There is huge scope, but only if you do volume business as margins are very less. But yes, it is a growing market and we are looking at it in a serious manner. The Bengal market is also where we are looking to expand, but only after establishing ourself in the Marathi space.



Coming to your content, you are producing Emotional Atyachaar, which is a bit edgy in nature. How is the response for the show? You are planning a second season also?

Emotional Atyachaar has really cut the ice with audiences as far as Bindass is concerned. The audiences actually liked it. It has got the channel to a GRP level where it had never reached before. It had also beaten cult shows on competitive channels.

And talking about Bindass, it is a youth channel, so it is okay to have edgy content. Anyway there is a very thin line. And yes, the second season of Emotional Atyachaar is coming in very soon.



So you see a change in viewership trends?

Viewership patterns are definitely changing. People are ready to experiment; they are looking at some kind of differentiation of content and that‘s where you see successes like Sach Ka Saamna and Emotional Atyachaar.

For example, in the midst of a huge crowd of Hindi GECs, Colors came in. Everyone thought what is this? But they took their punt and it worked. See it is the small differentiator, which will drive the content. Otherwise it is going to be one mundane thing where daily sagas are coming in. So for the daily soaps also that we are working on, we are trying to do something different. The story might remain the same, but it is all about the treatment, how you take it forward. 


You said DID was your format, but the IPR remains with Zee?

With Hindi broadcasters, what happens is that the IPR remains with the channel. And historically it has been happening this way. But we took a bold stand when we decided to retain the IPR of Shararat.

But that was a long time back, now all the IP is vested with the broadcaster. It is as simple as that. Emotional Atyaachaar‘s IPR is with Bindass, although it‘s a group company. 


So if you don‘t have IPR, how are you intending to grow? If you see international production houses like Endemol and Frementle, they all retains their IPRs.

We have already started working on some projects where we can retain IPR as it is going to be the future.
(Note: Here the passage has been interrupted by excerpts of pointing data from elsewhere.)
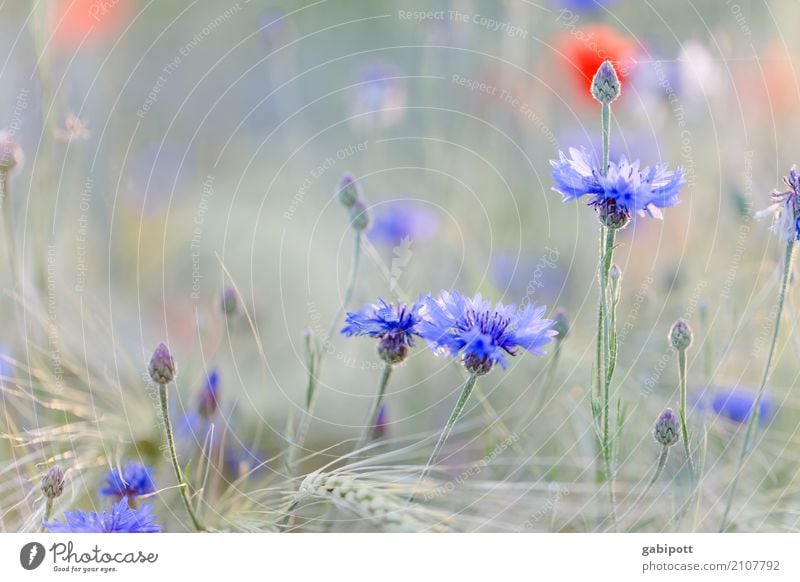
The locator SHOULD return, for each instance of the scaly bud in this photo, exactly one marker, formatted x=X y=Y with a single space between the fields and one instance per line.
x=680 y=335
x=605 y=84
x=162 y=366
x=667 y=429
x=349 y=190
x=359 y=216
x=53 y=482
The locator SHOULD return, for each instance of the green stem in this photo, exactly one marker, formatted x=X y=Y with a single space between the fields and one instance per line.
x=605 y=121
x=8 y=215
x=372 y=419
x=162 y=392
x=48 y=509
x=661 y=463
x=459 y=408
x=682 y=412
x=314 y=372
x=610 y=363
x=752 y=421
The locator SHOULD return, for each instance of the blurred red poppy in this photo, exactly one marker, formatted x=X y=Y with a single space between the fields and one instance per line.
x=72 y=21
x=585 y=48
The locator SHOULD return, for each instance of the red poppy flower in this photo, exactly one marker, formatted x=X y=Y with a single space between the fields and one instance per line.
x=585 y=48
x=72 y=21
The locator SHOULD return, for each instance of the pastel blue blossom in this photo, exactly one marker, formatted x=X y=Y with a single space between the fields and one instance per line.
x=482 y=334
x=403 y=219
x=119 y=519
x=624 y=188
x=785 y=208
x=132 y=481
x=736 y=404
x=395 y=325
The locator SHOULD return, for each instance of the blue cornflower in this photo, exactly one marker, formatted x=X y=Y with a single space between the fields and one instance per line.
x=209 y=395
x=395 y=325
x=785 y=208
x=736 y=404
x=119 y=519
x=621 y=191
x=132 y=481
x=483 y=334
x=403 y=219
We are working on certain finite series, where we will retain the IPR. We will produce it first, before even going to the channel and pitching it.
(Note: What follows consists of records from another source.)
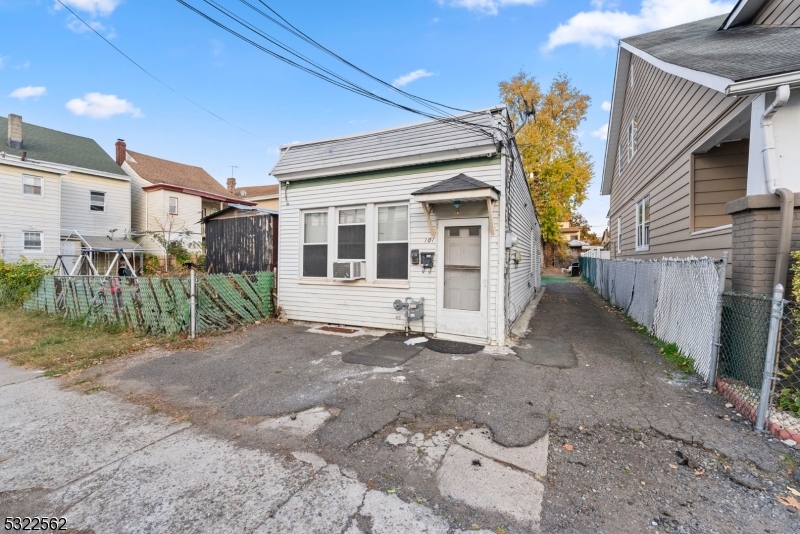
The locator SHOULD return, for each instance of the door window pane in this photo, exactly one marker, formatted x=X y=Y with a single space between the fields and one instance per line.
x=315 y=245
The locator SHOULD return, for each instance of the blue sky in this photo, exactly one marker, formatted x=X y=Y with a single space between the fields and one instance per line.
x=56 y=74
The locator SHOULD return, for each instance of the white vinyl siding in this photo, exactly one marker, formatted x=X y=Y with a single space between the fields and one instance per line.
x=643 y=224
x=673 y=116
x=369 y=302
x=76 y=205
x=524 y=280
x=32 y=185
x=21 y=213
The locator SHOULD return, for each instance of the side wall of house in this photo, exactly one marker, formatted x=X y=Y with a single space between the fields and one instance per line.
x=20 y=213
x=367 y=302
x=160 y=221
x=674 y=115
x=138 y=199
x=76 y=215
x=779 y=13
x=525 y=276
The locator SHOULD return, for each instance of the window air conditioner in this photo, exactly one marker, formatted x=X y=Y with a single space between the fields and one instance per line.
x=349 y=270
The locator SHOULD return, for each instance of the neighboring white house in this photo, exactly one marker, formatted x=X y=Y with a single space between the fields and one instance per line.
x=435 y=211
x=52 y=185
x=169 y=199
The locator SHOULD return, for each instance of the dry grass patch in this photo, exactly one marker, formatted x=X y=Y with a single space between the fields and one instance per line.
x=60 y=346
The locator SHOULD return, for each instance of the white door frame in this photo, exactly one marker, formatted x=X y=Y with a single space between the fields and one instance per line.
x=464 y=317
And how do you intend to fund it?

We will opt for internal funding. And we will de-risk it by producing four episodes and sampling it to broadcasters.

In case we have a very solid finite - 13 or 22 - episodic series, then we can think of producing it in full. 
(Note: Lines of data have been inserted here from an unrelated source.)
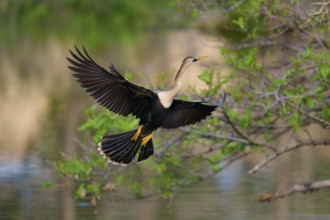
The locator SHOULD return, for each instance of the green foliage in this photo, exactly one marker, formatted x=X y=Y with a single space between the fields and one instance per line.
x=95 y=22
x=274 y=88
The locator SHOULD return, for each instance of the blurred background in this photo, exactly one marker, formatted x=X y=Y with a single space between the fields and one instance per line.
x=42 y=106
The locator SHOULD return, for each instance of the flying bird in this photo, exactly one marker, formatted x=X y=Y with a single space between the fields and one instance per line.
x=153 y=109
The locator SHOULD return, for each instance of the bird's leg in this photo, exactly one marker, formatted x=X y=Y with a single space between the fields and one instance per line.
x=137 y=134
x=147 y=138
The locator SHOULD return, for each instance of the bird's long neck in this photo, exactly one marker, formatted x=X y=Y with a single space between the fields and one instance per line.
x=166 y=97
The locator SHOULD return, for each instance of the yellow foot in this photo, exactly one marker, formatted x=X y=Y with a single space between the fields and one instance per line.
x=137 y=134
x=147 y=138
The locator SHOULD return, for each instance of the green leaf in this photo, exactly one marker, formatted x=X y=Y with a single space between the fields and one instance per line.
x=240 y=22
x=47 y=185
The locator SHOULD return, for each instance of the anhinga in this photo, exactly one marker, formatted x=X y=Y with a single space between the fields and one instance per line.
x=154 y=109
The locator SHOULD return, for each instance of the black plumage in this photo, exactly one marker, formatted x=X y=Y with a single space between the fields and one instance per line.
x=111 y=90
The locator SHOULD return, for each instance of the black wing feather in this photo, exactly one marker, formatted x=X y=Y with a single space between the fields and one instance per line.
x=110 y=89
x=182 y=113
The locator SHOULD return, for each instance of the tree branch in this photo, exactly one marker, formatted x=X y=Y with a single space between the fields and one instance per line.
x=303 y=188
x=288 y=148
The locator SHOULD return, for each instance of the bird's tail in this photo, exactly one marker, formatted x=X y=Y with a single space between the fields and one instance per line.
x=122 y=148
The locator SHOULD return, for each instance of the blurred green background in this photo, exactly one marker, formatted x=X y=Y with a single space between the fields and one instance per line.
x=42 y=107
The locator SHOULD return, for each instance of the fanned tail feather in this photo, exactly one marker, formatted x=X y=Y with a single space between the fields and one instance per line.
x=121 y=149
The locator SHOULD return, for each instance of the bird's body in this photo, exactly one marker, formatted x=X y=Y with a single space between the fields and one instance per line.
x=154 y=110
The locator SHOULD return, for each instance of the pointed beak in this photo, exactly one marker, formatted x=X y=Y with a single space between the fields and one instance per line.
x=201 y=58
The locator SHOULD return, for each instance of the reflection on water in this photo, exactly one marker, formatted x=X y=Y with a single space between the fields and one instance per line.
x=41 y=114
x=228 y=195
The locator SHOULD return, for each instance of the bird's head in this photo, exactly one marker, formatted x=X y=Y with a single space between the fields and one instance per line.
x=192 y=59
Internationally, we see the syndication model in the television business. It allows producers to take on the risk of production and getting the reward by selling it to various outlets globally. Why can‘t we have such a model here?

See, in India since we don‘t retain IPRs we cannot have the syndication model. And channels that run repeat content, are mostly low cost in operations.

And even if some demand comes from international markets, the broadcaster, with the IPR, makes most of the money. 


But with shows on Sun Network you can guard the IP.

The benefit any company that works with Sun has, is that they can retain their IPR. The model there is completely different - you produce, you market, you pay slot fees. That‘s the benefit with Sun. So you have shows which are running there, which you can remake in other languages. We have a long standing relationship with Sun Network.


And at the same time you can not produce content for competitors. That‘s the condition Sun has?

Well, in terms of revenue and feasibility it makes sense to work with Sun as it is the biggest network down south. 


 So apart from the IPR issue, what other challenges are there for a production house?

We have already seen one big challenge when recession happened. Channels were looking at cutting down expenses including production costs. They want the same product at a lesser cost. So that was the biggest challenge and learning that we got in the last so many years.

We really had to sit back and think on how to strategise and minimise the cost. Not only in terms of our business but on a macro level also.